I like your proverb. OK if I use it sometime?


----------



## panini (Jul 28, 2001)

cakerookie,
Are you plunging the sugar when you take it off the heat to slow the cooking process or are you going right to the marble? How are you making out achieving clear after pulling. Mine akways gets opaque. I can get clear when I pour. 
I know your in a humid place so I assume your at about 20-25% on the glucose. I'm humid here sometimes and I find that adding the glucose when I'm at 120 or so and not in the beginning keeps the sugar malible sp?. I used to have many problems in the past because I was super saturating my sugar using too much glucose. It either got gluie or melted completely.

Zukerig,
You are putting the powdered coloring right into the sugar without a slurry?
I still use milkvise sp? for white. Also, can you still stay clear and pull?

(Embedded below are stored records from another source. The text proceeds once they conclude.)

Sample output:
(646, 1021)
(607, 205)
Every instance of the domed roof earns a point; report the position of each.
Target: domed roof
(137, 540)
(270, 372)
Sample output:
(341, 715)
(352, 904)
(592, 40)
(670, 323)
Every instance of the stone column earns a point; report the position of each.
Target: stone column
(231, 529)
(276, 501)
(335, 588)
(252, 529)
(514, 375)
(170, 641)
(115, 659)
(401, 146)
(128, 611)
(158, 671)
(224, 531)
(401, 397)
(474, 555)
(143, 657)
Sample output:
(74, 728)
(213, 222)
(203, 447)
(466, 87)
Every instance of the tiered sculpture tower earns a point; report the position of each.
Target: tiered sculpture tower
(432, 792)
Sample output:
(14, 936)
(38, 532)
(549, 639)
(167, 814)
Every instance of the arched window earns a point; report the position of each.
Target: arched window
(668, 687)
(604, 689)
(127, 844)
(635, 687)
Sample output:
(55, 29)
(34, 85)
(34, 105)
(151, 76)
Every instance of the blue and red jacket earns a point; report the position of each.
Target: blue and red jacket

All this keeping in mind I'm using a medium coarse sugar and not isolmalt.
thanks,pan


----------



## panini (Jul 28, 2001)

CakeRookie,
It all makes sense to me. I really enjoy reading anything about this subjest. I know it seems that I may ask some basic questions, that's because I don't hardly get a chance to create anymore. I was heavy into sugar in the mid 80's when sugar showpieces were a requirement of Exec. Pastry Chefs. Now it is mostly play or to fill a special request. I'm so old that I have never formally switched over to isomalt as most of the younger chefs have. Probably the same reason I'm still hitting persimon woods when golfing.
Sugar is so far, few, and in between that last week I set up, and one of my bladders was cracked and a few of my Maggfleur flower molds have become porous and won't pop.
Stay with it and pass on as much as you learn to keep this art form alive.
I just didn't know if someone developed a way to pull and stay clear. If I remember correctly heating glucose does not change the makeup where as it will change the light corn syrup. I think the only reason for the use is to prevent crystalizing by encapsulating the grains of sugar. I do know that it is best to use a medium coarse sugar. To fine and it gets lumpy inhibiting the disolve. To large and you have to add more water for the disolve. Anyway, I won't bore you further. Posts some pics if you get a chance.
Pan
PS Are they still using resin molds for pieces?


----------



## chrose (Nov 20, 2000)

I have been watching and reading this thread and I'm not sure I agree on several things being said, but my memory isn't good enough to contradict some things without checking my original notes. That being said though I have to take issue with this particular statement.
The reason you do not get a "clear look" when pulling sugar is the fact that you are not pulling air into the sugar when pulling it. In fact when you are pulling the sugar you are cooling it a little at a time. The opaqueness and shinyness that you are seeing is light reflecting off the thousands of microscopic crystals that are forming as it cools. These are not the same hydroscopic crystals that will eat your sugar and turn it into so much dust over time.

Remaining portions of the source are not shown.